Le travail n’est pas seulement un effort physique, il implique la notion de projet conscient de transformer le donné naturel. Il est négation de la nature (en dehors de soi et en soi), et l’homme se définit par cette négation de la nature, par la culture et la liberté (il laisse la nature s’échiner à sa place, dit Hegel, du travail agricole).

Transformer la nature, c’est aussi ne pas se contenter de ce qui est, c’est l’œuvre du désir qui est aussi le propre de l’homme, l’animal ne connaissant que le besoin.

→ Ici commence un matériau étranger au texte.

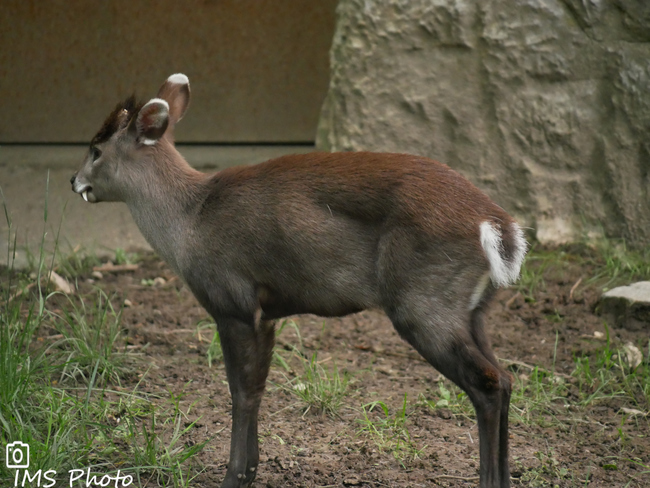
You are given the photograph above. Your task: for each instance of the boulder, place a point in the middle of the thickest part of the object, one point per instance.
(544, 104)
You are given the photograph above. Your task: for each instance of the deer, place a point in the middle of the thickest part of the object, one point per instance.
(329, 234)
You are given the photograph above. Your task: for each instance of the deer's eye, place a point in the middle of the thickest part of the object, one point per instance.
(95, 153)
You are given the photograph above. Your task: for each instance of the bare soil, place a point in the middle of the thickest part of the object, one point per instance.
(572, 447)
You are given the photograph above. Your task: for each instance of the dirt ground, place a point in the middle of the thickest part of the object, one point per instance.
(310, 449)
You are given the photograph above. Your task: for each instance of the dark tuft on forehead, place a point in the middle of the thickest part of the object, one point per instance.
(118, 119)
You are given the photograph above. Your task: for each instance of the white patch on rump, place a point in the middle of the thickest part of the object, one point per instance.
(156, 100)
(502, 272)
(179, 79)
(478, 291)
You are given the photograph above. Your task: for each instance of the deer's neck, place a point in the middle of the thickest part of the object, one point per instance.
(164, 203)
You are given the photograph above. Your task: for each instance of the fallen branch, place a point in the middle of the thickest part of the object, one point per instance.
(116, 268)
(531, 367)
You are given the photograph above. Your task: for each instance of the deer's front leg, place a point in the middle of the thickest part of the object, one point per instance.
(247, 350)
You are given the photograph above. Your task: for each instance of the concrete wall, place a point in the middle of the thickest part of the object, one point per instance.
(544, 104)
(258, 68)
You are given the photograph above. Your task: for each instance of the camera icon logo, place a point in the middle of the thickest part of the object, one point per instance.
(17, 455)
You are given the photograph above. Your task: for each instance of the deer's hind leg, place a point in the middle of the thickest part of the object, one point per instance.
(451, 339)
(247, 349)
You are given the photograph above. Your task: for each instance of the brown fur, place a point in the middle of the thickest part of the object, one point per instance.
(119, 118)
(322, 233)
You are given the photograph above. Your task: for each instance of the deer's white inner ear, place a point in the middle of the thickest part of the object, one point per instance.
(179, 79)
(152, 121)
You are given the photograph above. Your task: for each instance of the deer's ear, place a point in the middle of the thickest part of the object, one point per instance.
(152, 121)
(176, 92)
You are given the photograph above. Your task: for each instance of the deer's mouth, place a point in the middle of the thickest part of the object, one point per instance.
(86, 191)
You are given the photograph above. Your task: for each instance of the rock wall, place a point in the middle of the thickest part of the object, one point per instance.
(544, 104)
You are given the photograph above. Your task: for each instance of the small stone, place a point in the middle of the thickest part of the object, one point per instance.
(352, 481)
(159, 281)
(60, 283)
(628, 306)
(633, 355)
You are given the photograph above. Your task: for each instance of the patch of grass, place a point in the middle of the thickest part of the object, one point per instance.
(607, 375)
(389, 433)
(71, 427)
(76, 262)
(452, 398)
(89, 346)
(616, 264)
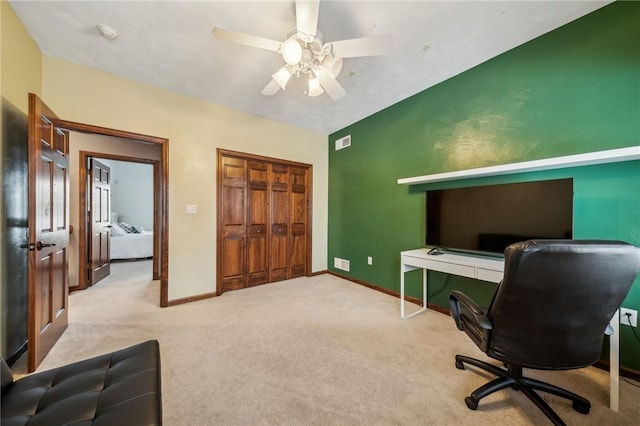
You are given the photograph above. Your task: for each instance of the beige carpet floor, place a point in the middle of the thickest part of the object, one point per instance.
(309, 351)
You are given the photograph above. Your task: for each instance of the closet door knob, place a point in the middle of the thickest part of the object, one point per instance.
(40, 245)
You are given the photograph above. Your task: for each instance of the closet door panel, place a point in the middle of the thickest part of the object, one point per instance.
(279, 238)
(258, 209)
(232, 207)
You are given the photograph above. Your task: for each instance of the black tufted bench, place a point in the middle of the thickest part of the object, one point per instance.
(120, 388)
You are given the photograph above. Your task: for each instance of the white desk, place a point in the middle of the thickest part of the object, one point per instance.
(489, 269)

II. Mais il ne manifeste pas mieux la nature de l’homme que l’art ou le jeu,

– car le travail même s’il y  a œuvre reste  labeur donc il est soumission à la nécessité naturelle. L’homme est le seul animal prométhéen, mais c’est parce qu’il est animal qu’il travaille. Et la transformation de la nature dans le travail reste soumise à la satisfaction des besoins, même si le désir peut s’en mêler. Alors que l’art et le jeu échappe à cette logique vitale, on ne crée pas des œuvres d’art pour survivre et on peut s’abandonner au jeu, que si les besoins sont satisfaits. L’art et le jeu ne répondent qu’à une nécessité humaine. L’œuvre d’art se distingue de l’ouvrage du travail par le fait qu’elle ne répond pas à un besoin vital, elle n’est pas utilitaire. Elle répond seulement à un besoin de créer, d’aménager un monde humain, de s’inscrire durablement dans ce monde et face à soi (cogito pratique de Hegel), et à une aspiration proprement humaine, celle du Beau. Quant au jeu, au loisir, il est le signe même de cette liberté face à la nature. On n’est pas soumis au temps vital, on peut s’accorder  le loisir de perdre son temps dans une activité sans but, sans enjeu utilitaire, sans rentabilité. Le jeu « est condamné à ne rien fonder ni produire, car il est dans son essence d’annuler ses résultats » disait Caillois, car en commençant une nouvelle partie, on recommence à zéro. Dans le jeu on est entièrement maître. L’animal n’a pas le temps de jouer, il est soumis et il n’y a pas d’art animal

car le travail insère dans la réalité alors que le jeu comme l’art permettent de s’en évader ( bien qu’étant ancrés dans le réel): on s’extrait du quotidien le temps de la contemplation d’une œuvre d’art, on est transporté au-delà de la matérialité de l’œuvre (Heidegger vers Autre chose) ; avec le jeu, on échappe aux contraintes sociales, aux limites naturelles : on peut tout être, tout est possible, même si cela n’est possible que si on se prend au jeu. Et ce qui caractérise l’homme par opposition à l’animal, c’est cette capacité à s’extraire de ce qui est, l’animal est prisonnier de l’ici et maintenant, car seulement doté d’une conscience immédiate et sans liberté.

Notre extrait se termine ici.